Klar aber, dass sie bei Motown darauf keine Rücksicht nehmen wollten, witterten sie doch (zurecht) riesige Gewinne in der Idee, ihre beiden Superstar-Zugpferde im Labelstall vor einen gemeinsamen Karren zu spannen. Nun, wie so oft: Steter Tropfen und finanzielle Verlockungen höhlten auch diesen Stein, und irgendwann ließ sich Marvin Gaye doch bitten. "Normalerweise kam er zu spät", erinnert sich Motowns Chef-Toningenieur Russ Terrana an die erste Session zu "Diana & Marvin" im Jahr 1970. "Diesmal kam er zu früh, saß im Studio und kiffte." Diana Ross, seinerzeit hochschwanger mit ihrem ersten Kind, drehte sich direkt auf dem Absatz wieder um. "Wenn der raucht, singe ich nicht." "Wenn ich nicht rauchen darf, singe ICH nicht." Starallüren und Künstler-Egos crashen aufeinander, und schon sind wir mittendrin in der schönsten Sandkastendiskussion.
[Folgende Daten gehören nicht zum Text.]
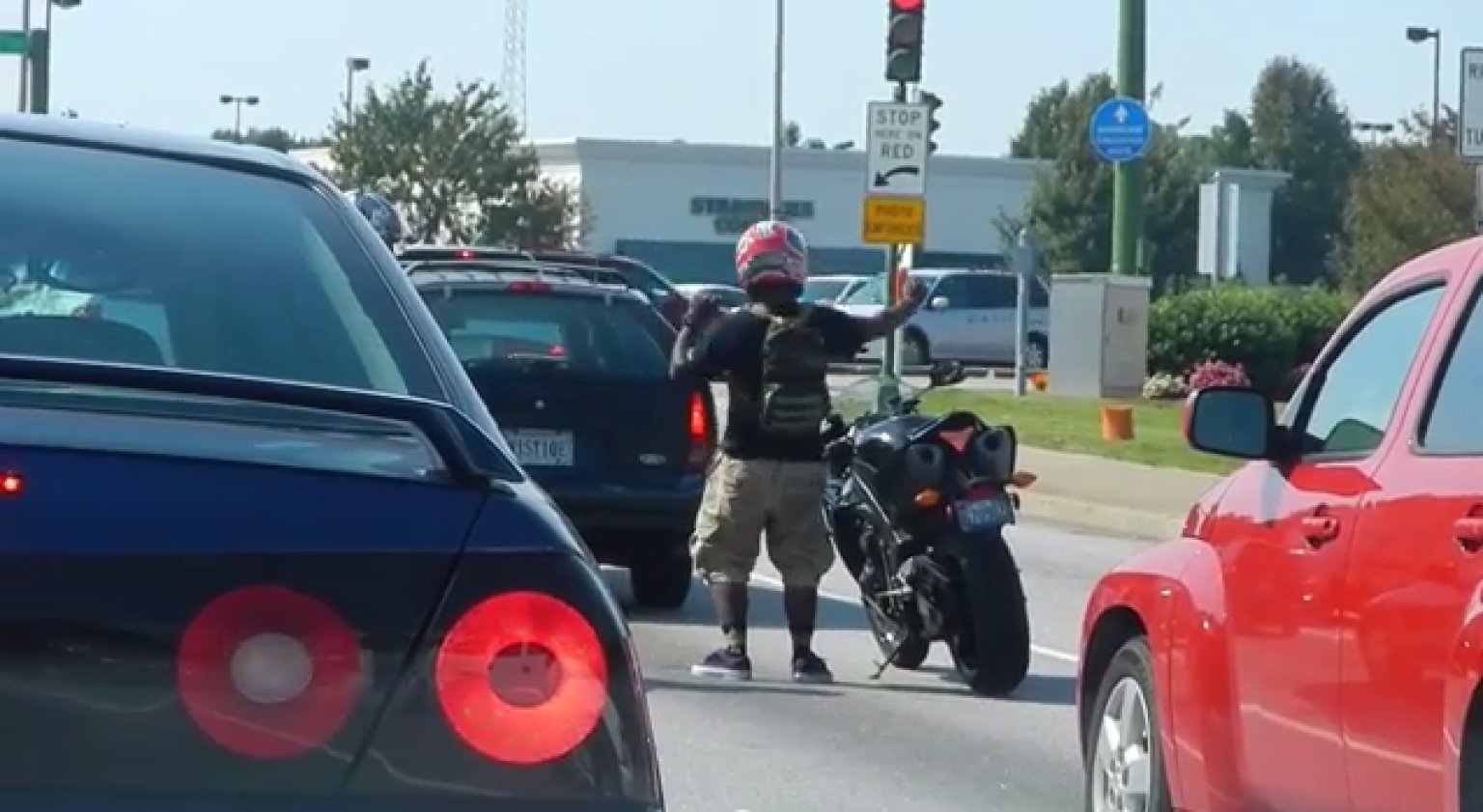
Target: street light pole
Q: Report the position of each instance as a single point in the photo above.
(774, 187)
(353, 66)
(238, 102)
(1419, 35)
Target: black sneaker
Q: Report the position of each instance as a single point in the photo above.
(810, 668)
(727, 662)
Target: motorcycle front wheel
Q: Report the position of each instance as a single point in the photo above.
(887, 631)
(990, 640)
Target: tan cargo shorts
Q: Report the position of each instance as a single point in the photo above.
(749, 496)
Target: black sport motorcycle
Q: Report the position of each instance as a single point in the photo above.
(917, 507)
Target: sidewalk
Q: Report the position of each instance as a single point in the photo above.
(1108, 495)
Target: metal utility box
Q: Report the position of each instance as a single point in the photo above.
(1099, 335)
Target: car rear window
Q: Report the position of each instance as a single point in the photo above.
(613, 335)
(122, 258)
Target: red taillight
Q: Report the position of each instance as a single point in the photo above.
(699, 433)
(522, 678)
(267, 671)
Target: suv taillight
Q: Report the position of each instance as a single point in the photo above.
(699, 434)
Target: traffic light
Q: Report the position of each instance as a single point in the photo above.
(933, 102)
(41, 91)
(904, 41)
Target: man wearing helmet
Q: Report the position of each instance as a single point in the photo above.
(769, 473)
(383, 216)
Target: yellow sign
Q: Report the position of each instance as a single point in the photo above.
(894, 221)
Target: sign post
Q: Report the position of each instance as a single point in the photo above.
(1469, 125)
(894, 213)
(15, 43)
(1120, 133)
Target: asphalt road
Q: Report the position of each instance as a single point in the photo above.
(913, 742)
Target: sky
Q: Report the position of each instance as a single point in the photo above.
(700, 70)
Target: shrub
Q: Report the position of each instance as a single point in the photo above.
(1162, 385)
(1217, 374)
(1267, 330)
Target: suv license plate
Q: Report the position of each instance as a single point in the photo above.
(976, 516)
(543, 449)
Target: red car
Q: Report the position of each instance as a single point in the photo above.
(1314, 637)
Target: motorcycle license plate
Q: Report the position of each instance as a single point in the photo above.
(984, 515)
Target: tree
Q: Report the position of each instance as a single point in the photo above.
(1298, 126)
(456, 165)
(1409, 196)
(273, 138)
(1071, 205)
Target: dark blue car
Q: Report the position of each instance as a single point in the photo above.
(262, 547)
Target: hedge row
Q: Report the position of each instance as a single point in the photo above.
(1270, 330)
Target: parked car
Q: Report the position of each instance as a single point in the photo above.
(968, 318)
(236, 568)
(542, 350)
(661, 293)
(1313, 639)
(730, 296)
(832, 288)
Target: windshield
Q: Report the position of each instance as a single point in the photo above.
(874, 291)
(857, 399)
(598, 335)
(824, 290)
(118, 258)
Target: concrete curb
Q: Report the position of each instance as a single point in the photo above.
(1101, 518)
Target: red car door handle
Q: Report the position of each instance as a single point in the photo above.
(1469, 532)
(1320, 529)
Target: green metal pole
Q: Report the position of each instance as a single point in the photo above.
(1129, 181)
(887, 385)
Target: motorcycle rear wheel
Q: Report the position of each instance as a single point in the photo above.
(991, 640)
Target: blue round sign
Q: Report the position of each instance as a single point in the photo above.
(1121, 129)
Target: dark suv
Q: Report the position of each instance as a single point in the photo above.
(660, 291)
(577, 376)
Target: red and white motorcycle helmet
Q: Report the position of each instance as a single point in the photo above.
(771, 252)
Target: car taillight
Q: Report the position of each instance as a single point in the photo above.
(267, 671)
(528, 288)
(522, 678)
(699, 433)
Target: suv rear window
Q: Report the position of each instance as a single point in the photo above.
(201, 267)
(601, 335)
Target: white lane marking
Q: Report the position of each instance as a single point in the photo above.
(1042, 651)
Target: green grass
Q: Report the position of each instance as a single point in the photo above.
(1076, 426)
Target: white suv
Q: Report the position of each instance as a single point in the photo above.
(968, 316)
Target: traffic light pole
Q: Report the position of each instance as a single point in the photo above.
(1129, 180)
(888, 382)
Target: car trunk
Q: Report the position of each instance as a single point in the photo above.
(573, 427)
(207, 607)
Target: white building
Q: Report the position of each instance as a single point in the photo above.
(680, 207)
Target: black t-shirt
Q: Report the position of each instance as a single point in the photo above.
(732, 349)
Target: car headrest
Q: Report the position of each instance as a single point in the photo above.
(71, 337)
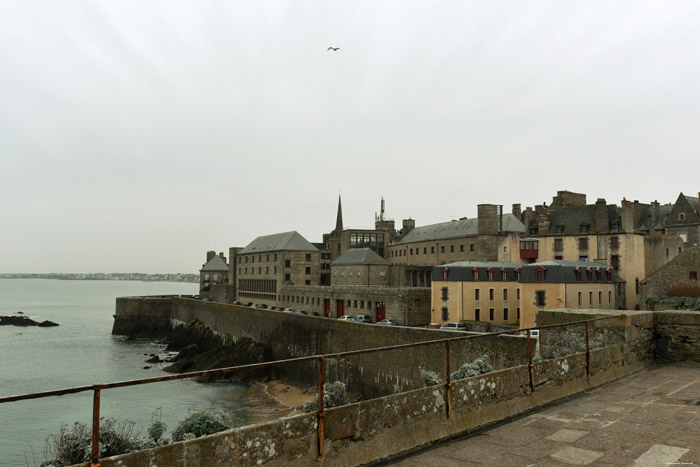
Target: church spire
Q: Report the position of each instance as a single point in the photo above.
(339, 219)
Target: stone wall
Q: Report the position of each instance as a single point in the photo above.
(377, 429)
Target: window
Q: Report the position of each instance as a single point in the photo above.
(539, 274)
(540, 298)
(558, 244)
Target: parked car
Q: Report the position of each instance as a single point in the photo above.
(388, 322)
(454, 327)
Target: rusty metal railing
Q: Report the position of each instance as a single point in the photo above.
(319, 359)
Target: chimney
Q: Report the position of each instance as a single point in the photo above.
(517, 212)
(654, 214)
(602, 220)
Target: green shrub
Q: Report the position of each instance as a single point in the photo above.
(202, 424)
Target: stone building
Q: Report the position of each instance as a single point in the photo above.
(269, 262)
(213, 277)
(684, 219)
(680, 274)
(511, 293)
(492, 236)
(476, 291)
(630, 238)
(556, 284)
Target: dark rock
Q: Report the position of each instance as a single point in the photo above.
(47, 324)
(23, 321)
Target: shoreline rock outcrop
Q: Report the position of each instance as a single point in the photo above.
(24, 321)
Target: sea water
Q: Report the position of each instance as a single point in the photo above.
(82, 351)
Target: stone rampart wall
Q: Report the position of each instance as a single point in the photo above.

Motown-Boss Berry Gordys Überredungskünsten ist geschuldet, dass Gaye irgendwann doch seinen Joint ausdrückte und die beiden gemeinsam Wilson Picketts Song "Don't Knock My Love" aufnahmen - eine Nummer, die Diana Ross wohl so zuwider war, dass sie während der Aufnahmen unentwegt fragte, warum sie denn ausgerechnet DAS singen müsse. In einem solchen Arbeitsklima gedeihen Kunst und Frohsinn. Nicht.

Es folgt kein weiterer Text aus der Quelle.